Spring4Shell Vulnerability Update – April 6, 2022

Spring4Shell

CVE-2022-22965

Critical Severity

At time of posting, Origina is working with our Global IBM Experts and partners to analyse CVE-2022-22965 (Spring4Shell) vulnerability to determine if this vulnerability impacts IBM products, which to our knowledge, has yet to be disclosed by IBM.

CVE-2022-22965

NIST (National Institute of Standards and Technology) Description: A Spring MVC or Spring WebFlux application running on JDK 9+ may be vulnerable to remote code execution (RCE) via data binding. The specific exploit requires the application to run on Tomcat as a WAR deployment. If the application is deployed as a Spring Boot executable jar, i.e., the default, it is not vulnerable to the exploit. However, the nature of this vulnerability is more general, and there may be other ways to exploit it.

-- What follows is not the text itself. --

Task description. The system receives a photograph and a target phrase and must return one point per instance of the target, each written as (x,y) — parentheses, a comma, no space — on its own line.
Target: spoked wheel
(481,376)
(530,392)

How to determine if you are vulnerable to CVE-2022-22965?

According to Spring, to exploit the vulnerability, there are some prerequisites that the target should have:

Java Development Kit (JDK) 9 or greater and

Apache Tomcat as the Servlet container and

Packaged as a traditional WAR and deployed in a standalone Tomcat instance. Typical Spring Boot deployments using an embedded Servlet container or reactive web server are not impacted and

Spring-webmvc or spring-webflux dependency and

Spring Framework versions 5.3.0 to 5.3.17, 5.2.0 to 5.2.19, and older versions.

Additional Notes:

The vulnerability involves ClassLoader access, and therefore in addition to the specific attack reported with a Tomcat specific ClassLoader, other attacks may be possible against a different custom ClassLoader.

The issue relates to data binding used to populate an object from request parameters (either query parameters or form data). Data binding is used for controller method parameters that are annotated with @ModelAttribute or optionally without it, and without any other Spring Web annotation.

The issues do not relate to @RequestBody controller method parameters (e.g., JSON deserialization). However, such methods may still be vulnerable if they have another method parameter populated via data binding from query parameters.

Prevention and Mitigation Options as proposed by Spring and Apache

The preferred response as recommended by Spring is to update to Spring 5.3.18 and 5.2.20 or greater

Apache Tomcat has released versions 10.0.20, 9.0.62, and 8.5.78 which close the attack vector on Tomcat’s side, see Spring Framework RCE, Mitigation Alternative.

Considering Updating your Web Application Firewall (WAF) Policy to block the current exploit

Considering Performing enhanced monitoring of your network that meets the prerequisite criteria (above).

Consider updating your SIEM solution with the latest Indicators of Compromise (IoC’s) as they are developed.

Origina continues to investigate this vulnerability and its potential impact, if any, to IBM products. If you are a current Origina customer and have any particular concerns and/or questions on if this vulnerability impacts your IBM implementation, then please reach out to Origina at support@origina.com or through the Self-Service Portal.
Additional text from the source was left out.